Methods and materials

We designed a single blinded placebo controlled clinical trial. High school female students with chronic generalized plaque-induced gingivitis were distributed to receive either 5 ml of Green tea 5% two times/day or normal saline with the same dosage. Gingival index (Sillness & Loe), plaque index (Sillness & Loe) and bleeding index (Barnett) were recorded at baseline and five consecutive weeks. Comparisons were made by a general linear model, repeated measure ANOVA and a Bonferroni test applied for multiple comparisons.

Results

Twenty five students were recruited in each arm of the study. A significant improvement was observed in all periodontal indices during the study (P < 0.001). Two groups were contrasted by changing patterns of alteration of indices (P < 0.05). Although total amount of improvement was higher in mouthwash group, the differences did not reach a statistically significant level (P > 0.05, observed power for GI: 0.09, PI: 0.11 and BI: 0.07).

Conclusion

Green tea mouthwash may be a safe and feasible adjunct treatment for inflammatory periodontal diseases. A future larger scale study is warranted for better evaluating the effect of green tea.

Keywords

Camellia Sinensis Gingivitis Complementary medicine Clinical trial Mouth wash

Introduction

Gingivitis and periodontitis, as the multifactorial diseases, are mainly derived by interaction between invasions of causative bacteria and host immune response of varied degrees [1]. Plaque induced gingivitis is the most common form of gingivitis and is induced by accumulation of microbial plaque containing more than 300 types of bacterial species [2]. Historical periodontal treatment dates back to 30B.C, when vinegar was applied to cure periodontal diseases. Over the time, more specific treatment modalities were developed, including scaling and root planning (SRP) and surgical techniques [2].
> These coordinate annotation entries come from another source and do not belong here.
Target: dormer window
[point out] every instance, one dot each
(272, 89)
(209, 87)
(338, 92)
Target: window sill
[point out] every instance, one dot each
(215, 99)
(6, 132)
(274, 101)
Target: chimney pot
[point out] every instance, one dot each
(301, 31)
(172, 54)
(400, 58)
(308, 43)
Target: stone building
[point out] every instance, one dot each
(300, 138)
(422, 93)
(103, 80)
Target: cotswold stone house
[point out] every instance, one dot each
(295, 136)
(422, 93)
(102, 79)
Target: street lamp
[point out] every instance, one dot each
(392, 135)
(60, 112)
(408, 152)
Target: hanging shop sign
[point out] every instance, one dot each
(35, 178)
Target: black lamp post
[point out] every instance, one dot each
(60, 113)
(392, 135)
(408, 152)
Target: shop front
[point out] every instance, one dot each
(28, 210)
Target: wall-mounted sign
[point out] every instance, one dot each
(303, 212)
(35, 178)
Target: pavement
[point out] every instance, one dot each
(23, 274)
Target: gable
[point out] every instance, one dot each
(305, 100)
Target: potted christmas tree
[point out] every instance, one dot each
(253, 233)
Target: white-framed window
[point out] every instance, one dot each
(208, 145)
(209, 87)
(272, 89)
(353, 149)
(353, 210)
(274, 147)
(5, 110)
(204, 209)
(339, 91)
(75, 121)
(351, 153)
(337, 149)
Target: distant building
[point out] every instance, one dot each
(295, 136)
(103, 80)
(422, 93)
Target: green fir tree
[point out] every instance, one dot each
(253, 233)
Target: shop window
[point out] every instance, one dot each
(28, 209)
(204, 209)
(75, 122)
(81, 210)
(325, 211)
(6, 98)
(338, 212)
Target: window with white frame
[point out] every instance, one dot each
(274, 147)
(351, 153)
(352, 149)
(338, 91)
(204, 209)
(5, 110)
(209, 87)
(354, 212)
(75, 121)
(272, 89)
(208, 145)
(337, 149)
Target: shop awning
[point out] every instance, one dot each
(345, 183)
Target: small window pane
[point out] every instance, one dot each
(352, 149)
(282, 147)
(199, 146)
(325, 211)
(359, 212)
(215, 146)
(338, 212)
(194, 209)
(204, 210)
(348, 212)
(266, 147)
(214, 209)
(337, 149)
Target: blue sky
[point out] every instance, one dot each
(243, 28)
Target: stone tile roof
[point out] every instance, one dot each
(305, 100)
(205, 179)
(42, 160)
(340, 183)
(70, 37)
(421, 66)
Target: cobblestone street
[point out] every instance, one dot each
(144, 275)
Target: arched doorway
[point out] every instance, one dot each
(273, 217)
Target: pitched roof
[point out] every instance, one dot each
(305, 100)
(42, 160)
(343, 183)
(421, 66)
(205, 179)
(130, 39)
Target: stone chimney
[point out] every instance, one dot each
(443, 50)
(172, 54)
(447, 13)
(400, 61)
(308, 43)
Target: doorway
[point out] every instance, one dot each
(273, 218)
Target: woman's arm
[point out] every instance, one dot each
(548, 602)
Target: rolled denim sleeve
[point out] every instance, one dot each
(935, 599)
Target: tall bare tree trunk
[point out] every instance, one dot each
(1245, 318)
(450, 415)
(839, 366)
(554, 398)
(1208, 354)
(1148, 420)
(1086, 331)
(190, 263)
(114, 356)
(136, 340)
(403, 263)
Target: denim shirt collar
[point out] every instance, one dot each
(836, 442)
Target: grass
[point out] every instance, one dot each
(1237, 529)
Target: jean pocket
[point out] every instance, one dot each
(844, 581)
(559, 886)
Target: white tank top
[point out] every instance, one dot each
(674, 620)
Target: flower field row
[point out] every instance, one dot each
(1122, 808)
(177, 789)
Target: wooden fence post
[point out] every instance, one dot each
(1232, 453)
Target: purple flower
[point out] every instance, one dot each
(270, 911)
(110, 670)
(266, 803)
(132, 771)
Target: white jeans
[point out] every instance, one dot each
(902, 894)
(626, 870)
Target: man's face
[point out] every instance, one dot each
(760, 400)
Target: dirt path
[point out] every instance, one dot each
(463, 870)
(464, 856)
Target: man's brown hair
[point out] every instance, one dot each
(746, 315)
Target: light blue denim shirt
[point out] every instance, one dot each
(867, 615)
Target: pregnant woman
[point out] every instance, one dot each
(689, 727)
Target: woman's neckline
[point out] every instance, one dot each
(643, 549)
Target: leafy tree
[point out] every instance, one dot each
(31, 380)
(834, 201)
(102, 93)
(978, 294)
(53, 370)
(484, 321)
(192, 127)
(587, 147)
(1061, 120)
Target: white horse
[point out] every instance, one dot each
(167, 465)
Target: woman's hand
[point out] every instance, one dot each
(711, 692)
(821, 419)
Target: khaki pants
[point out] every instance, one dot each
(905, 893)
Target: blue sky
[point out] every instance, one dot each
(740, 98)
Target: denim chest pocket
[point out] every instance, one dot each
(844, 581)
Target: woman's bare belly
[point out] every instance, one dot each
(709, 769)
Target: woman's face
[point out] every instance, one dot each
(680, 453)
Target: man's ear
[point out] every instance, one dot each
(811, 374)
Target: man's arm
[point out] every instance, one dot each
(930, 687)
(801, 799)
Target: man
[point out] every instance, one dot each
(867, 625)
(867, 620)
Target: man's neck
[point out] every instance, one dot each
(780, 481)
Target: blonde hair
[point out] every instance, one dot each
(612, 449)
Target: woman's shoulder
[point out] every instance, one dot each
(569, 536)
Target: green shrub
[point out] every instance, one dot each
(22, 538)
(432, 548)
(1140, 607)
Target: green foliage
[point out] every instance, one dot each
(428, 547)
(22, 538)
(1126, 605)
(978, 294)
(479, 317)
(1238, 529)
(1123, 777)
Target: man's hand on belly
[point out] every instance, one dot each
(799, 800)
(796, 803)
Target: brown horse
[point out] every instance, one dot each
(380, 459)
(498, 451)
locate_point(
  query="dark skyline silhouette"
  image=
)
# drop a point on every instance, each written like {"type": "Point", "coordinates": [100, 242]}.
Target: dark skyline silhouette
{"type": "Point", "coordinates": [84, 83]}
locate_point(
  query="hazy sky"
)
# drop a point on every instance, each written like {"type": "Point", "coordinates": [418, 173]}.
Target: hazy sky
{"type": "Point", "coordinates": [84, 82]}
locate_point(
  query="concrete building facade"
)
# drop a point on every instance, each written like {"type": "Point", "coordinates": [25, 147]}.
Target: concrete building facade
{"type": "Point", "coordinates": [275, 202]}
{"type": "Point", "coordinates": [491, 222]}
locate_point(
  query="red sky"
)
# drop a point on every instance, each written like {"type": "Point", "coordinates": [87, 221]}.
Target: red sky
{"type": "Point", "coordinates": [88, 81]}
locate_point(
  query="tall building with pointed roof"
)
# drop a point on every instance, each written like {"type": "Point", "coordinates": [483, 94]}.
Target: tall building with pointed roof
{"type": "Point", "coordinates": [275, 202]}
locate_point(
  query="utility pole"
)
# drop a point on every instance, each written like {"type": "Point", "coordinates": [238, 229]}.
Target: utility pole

Complementary medicine received a great attention during recent decades which recommends supplementation with various ingredients. Diverse modes of delivery including chewing candy, chewing gum, dentifrices and local drug delivery strips are introduced [36]. Tea and in particular, green tea are among most popular beverages, with high daily consumption in Asia and especially in Iran. Several properties including antioxidant, anticaries, antibacterial, antiviral, antidiabetic, antimutagenic and antitumural properties are addressed for green tea [3]. Green tea, Camellia Sinensis from the family of Thea Cease[7] is mostly cultivated in coasts of Caspian sea in North of Iran. Its remedial effects are associated with the polyphenol contents comprising catechin (C), epicatechin (EC), gallocatechin (GC), epigallocatechin (EGC), epicatechin gallate (ECG), and epigallocatechin gallate (EGCG). The two latter are mainly found in green tea rather than the black tea and are among most potential contents to be reviewed for periodontal adjunct therapies in terms of their special anti-collagenase activity [8, 9]. In addition, it is suggested that EGCG inhibits the growth and cellular adherence of periodontal pathogens [10].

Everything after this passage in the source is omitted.